Learn What Athletic Directors Do
The duties, benefits and challenges of the position
Athletic directors are steadily in demand because of the variety of sports schools offer, but the ins and outs of these jobs remain unknown to much of the public. So, what exactly does an athletic director do?
Generally, athletic directors oversee all aspects of an athletic program, including hiring coaches, scheduling, budget preparation, promotion, compliance and facility management. So, if you are an organized person who thrives in a position of leadership and enjoys sports, a career as an athletic director may be a good fit for you.
Typical Duties of an Athletic Director
Athletic directors provide guidance and direction for a school’s sports program. They prepare a budget and allocate spending on items like coach’s salaries, team travel, equipment purchases, and facility upkeep. At the high school level, the athletic director typically is a school administrator who provides hands-on leadership in these areas. At the major college level, some of these responsibilities may be delegated, but the athletic director will oversee the process.

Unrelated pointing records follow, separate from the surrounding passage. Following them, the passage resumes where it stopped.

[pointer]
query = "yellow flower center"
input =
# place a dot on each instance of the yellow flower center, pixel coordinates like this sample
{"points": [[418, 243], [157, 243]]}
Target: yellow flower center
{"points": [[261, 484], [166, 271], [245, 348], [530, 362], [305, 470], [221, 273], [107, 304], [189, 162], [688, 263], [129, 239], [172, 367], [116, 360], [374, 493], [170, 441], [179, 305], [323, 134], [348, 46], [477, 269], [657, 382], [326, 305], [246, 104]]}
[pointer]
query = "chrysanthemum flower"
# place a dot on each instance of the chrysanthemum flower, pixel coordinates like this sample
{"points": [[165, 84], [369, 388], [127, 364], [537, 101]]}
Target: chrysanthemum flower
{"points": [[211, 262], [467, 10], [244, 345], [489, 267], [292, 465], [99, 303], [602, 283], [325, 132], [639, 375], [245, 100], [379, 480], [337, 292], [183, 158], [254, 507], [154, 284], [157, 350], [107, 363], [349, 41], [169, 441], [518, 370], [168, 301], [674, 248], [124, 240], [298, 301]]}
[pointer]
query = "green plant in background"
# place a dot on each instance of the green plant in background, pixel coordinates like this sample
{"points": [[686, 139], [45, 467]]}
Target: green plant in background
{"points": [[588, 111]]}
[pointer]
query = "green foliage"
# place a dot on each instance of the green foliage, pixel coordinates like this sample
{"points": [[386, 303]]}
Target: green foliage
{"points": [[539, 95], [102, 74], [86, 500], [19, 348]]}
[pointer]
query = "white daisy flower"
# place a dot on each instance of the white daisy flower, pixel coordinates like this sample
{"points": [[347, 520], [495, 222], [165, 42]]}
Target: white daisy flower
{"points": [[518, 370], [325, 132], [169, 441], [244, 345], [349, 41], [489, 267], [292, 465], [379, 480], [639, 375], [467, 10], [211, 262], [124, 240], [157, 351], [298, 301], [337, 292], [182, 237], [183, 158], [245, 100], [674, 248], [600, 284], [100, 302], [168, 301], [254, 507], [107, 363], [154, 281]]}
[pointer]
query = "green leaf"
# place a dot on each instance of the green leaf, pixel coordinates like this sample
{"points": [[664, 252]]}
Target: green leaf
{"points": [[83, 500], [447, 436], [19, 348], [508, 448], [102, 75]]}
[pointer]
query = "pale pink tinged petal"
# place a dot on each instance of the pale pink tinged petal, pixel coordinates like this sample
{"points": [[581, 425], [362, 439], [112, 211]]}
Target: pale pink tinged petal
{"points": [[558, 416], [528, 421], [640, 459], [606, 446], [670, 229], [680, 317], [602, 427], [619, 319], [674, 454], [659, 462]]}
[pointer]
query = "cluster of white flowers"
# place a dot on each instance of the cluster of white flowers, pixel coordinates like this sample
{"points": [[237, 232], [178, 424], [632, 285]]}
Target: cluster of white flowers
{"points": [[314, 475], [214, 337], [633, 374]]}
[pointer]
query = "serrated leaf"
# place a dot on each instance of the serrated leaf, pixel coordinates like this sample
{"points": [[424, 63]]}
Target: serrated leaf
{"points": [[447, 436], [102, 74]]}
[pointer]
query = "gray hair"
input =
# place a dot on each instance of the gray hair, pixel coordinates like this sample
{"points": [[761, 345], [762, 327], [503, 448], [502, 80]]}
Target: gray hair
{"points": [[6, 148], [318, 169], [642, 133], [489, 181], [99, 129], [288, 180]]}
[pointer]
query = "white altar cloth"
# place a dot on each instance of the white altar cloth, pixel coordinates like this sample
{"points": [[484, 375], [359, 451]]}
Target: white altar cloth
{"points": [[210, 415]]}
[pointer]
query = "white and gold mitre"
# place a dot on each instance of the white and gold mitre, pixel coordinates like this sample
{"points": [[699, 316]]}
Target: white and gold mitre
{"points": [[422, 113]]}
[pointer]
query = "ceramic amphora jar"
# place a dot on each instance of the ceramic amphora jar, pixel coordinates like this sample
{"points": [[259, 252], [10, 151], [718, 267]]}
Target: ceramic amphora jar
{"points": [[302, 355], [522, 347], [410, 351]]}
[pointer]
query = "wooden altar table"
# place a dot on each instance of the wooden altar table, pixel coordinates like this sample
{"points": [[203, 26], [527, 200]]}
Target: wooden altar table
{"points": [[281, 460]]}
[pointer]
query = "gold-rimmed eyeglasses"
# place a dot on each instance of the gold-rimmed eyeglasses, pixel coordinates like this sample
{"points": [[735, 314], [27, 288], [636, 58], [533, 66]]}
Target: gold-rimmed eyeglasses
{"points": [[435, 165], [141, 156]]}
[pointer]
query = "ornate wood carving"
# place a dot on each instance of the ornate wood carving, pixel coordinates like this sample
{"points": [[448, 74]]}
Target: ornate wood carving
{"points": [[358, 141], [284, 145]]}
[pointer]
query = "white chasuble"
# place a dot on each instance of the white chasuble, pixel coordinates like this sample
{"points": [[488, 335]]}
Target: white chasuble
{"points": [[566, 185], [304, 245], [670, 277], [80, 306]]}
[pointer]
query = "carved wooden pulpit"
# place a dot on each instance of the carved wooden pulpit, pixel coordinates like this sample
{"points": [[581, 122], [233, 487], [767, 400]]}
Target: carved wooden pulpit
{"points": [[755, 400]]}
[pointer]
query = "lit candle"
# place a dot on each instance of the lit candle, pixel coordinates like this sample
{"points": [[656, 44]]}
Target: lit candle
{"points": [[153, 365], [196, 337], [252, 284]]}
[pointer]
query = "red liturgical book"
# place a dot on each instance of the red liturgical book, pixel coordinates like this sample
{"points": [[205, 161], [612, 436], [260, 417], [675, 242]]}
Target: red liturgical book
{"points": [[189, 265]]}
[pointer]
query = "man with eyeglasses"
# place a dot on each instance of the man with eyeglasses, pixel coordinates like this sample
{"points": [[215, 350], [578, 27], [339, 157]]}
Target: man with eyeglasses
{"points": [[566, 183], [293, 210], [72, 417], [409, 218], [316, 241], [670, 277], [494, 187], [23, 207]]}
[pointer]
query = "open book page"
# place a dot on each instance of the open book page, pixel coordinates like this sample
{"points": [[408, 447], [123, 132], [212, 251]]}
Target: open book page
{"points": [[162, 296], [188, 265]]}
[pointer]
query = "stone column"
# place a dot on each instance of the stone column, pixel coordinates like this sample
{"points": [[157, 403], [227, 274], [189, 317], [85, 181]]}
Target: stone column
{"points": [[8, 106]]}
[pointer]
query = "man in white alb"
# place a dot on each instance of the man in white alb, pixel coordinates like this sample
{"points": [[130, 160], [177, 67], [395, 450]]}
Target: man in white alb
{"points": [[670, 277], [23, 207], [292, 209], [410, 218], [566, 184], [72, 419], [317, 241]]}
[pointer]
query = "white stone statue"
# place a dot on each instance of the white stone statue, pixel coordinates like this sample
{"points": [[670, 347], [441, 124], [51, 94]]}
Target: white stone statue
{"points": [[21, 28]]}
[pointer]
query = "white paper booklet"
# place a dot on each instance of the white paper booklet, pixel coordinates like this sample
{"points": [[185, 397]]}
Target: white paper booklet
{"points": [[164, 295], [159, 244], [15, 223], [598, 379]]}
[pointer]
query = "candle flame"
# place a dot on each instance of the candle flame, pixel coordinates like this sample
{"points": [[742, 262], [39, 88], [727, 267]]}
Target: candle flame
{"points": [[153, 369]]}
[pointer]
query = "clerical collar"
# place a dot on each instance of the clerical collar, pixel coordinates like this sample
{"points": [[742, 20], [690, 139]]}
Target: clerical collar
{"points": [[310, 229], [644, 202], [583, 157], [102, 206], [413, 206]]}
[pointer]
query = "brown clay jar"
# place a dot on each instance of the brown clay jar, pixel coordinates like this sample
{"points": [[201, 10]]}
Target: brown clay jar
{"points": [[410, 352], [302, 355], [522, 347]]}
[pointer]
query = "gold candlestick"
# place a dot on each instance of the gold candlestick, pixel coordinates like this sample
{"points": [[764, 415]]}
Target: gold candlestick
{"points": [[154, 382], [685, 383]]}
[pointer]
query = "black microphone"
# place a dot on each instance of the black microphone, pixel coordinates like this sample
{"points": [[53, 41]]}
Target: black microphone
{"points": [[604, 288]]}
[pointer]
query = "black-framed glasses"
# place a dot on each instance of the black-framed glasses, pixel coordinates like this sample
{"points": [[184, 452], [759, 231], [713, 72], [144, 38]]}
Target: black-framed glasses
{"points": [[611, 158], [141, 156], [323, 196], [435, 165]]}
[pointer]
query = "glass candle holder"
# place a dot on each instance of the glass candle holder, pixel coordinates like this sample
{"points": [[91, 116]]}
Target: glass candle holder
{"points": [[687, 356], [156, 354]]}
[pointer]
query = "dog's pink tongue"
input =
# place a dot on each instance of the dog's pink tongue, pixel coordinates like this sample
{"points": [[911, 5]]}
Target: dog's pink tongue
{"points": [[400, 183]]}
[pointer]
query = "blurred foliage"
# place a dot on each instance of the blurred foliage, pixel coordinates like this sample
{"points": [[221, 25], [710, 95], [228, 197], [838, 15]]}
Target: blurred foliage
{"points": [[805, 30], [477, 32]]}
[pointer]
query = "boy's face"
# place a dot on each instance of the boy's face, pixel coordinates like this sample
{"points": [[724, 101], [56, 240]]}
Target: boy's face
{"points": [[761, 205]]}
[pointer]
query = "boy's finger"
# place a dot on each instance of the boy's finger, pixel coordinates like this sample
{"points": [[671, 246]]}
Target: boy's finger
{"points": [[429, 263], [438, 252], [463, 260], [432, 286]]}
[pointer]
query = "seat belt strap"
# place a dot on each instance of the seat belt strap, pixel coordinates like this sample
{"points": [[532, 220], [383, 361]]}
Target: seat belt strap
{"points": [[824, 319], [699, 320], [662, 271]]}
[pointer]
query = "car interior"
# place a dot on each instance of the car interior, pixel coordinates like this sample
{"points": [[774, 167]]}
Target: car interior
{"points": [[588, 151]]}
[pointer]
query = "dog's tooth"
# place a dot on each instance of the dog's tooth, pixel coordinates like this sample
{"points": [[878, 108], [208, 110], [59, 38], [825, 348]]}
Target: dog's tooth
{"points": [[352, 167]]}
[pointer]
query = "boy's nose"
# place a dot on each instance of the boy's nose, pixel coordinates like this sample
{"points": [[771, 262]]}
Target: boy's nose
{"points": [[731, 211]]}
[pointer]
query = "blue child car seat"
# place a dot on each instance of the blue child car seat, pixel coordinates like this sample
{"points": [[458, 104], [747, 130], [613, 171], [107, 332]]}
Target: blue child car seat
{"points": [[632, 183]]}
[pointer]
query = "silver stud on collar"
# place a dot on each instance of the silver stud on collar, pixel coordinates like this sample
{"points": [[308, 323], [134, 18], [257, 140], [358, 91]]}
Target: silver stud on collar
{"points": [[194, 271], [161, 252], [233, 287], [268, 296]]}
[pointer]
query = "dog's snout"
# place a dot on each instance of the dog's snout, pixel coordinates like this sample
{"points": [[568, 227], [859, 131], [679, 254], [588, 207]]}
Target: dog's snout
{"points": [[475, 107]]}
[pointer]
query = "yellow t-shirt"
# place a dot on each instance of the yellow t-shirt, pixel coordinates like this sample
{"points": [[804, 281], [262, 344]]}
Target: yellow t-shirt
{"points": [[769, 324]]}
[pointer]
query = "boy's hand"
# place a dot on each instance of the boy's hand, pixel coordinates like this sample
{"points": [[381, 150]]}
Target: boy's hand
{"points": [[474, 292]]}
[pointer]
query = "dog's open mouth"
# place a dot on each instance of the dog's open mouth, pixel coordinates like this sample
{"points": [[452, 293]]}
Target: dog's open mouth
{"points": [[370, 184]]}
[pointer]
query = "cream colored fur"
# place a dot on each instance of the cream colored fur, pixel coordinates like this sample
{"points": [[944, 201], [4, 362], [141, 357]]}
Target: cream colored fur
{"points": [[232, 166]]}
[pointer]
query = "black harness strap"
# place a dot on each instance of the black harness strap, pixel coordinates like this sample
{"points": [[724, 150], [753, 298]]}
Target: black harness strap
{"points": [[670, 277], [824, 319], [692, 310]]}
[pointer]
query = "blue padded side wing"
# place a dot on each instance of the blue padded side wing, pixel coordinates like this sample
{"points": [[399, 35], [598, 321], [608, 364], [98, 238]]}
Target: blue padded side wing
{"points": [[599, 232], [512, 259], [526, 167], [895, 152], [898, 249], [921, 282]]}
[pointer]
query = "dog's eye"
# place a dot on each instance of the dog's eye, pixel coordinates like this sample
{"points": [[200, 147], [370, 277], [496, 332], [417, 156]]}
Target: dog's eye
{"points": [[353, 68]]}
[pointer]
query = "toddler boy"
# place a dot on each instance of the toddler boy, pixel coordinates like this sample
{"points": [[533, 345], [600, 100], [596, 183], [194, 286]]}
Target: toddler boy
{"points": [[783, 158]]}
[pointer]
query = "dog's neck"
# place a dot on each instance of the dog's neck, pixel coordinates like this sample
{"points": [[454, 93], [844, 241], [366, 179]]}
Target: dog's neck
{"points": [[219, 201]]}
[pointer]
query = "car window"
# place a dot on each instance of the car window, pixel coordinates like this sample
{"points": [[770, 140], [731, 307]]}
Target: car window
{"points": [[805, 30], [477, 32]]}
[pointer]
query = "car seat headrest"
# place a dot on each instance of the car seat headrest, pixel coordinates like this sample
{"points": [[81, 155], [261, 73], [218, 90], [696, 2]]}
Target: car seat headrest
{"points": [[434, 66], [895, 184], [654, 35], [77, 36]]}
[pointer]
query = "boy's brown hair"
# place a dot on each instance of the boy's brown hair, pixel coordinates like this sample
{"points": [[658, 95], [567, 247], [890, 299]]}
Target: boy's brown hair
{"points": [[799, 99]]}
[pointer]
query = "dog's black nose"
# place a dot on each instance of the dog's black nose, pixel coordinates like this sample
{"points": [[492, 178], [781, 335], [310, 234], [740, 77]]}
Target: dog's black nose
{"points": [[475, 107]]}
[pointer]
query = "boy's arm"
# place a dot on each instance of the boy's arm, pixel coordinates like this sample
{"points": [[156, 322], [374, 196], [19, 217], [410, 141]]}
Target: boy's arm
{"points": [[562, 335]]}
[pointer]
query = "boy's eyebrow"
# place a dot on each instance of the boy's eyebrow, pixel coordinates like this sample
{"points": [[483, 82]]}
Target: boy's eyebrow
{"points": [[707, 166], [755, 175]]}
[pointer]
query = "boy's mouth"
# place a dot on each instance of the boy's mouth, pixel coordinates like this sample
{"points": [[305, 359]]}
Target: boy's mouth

Athletic directors also coordinate with coaches about the scheduling of games and practices. They collaborate with conferences and leagues about scheduling issues as well. They also speak with league officials about subjects such as post-season play. Within an athletic program, directors may have to decide how to allocate time for a field, court, or weight room.
The athletic director often provides guidance for coaches. At the major college level, the hiring of coaches is a key responsibility of athletic directors. This responsibility is oft subject to public scrutiny.
Athletic directors work with coaches and perhaps a travel coordinator to plan trips. They also coordinate officials and umpires at games and budget for their pay. Typically, athletic directors file reports on the status of each team and its successes and shortcomings. They may mediate any disputes between athletes and coaches or between coaches.
Athletic directors at the high school level work with other school administrators to assure student-athletes are academically eligible for a given sport. They carry out this responsibility at the college level as well. At colleges, they also typically work with a compliance officer to make sure a program is acting within conference and NCAA (or other association) rules.
Preparation for the Job
At the high school and middle school level, athletic directors typically begin their careers as coaches and teachers. They may retain a coaching or teaching position, but in high school, the role tends to be a full-time job.
Athletic directors usually have a bachelor’s degree in education, physical education or a related field. They may go on to earn a master’s degree in education administration or perhaps sports management. While sports management graduates often pursue jobs at the college and professional level, a study by Old Dominion University determined high school athletic director jobs are a good fit for sports management program graduates.
In that study, respondents listed the development of the following skills as important: planning and organizing skills, knowledge of legal liability, public relations, oral and written communication skills, and skills in staffing and hiring. There are numerous sports management schools that prepare students for administrative positions, like an athletic director, at the college level.
Benefits of the Position
Athletic directors typically enjoy working with coaches and athletes to help teams reach their potential. Whereas coaches carry out the day-to-day preparation of teams, athletic directors take pride in the behind-the-scenes work, which puts teams in a position to succeed.
Athletic directors should enjoy being in a leadership position. They sometimes even move into positions with a conference or league office. They may receive some level of public recognition, but not as much as a successful coach. Many athletic directors in both colleges and high schools oversee the strategic plan for the athletic department. Therefore, an ability to form a long-term vision and communicate it to other administrators, donors, students and the public is a key responsibility.
Challenges Athletic Directors Face
Athletic directors must keep track of quickly changing rules. They must have the interpersonal skills necessary to work well with coaches in their program as well as school leaders and the public. At the high school level, athletic directors may also have to address the concerns of parents. At the college level, athletic directors can become the focus of media scrutiny.
If those challenges weren't enough, athletic directors must learn to run an effective program under budget constraints. While being an athletic director can be a rewarding job for the right person, it requires fortitude, perseverance and the ability to work well under stress.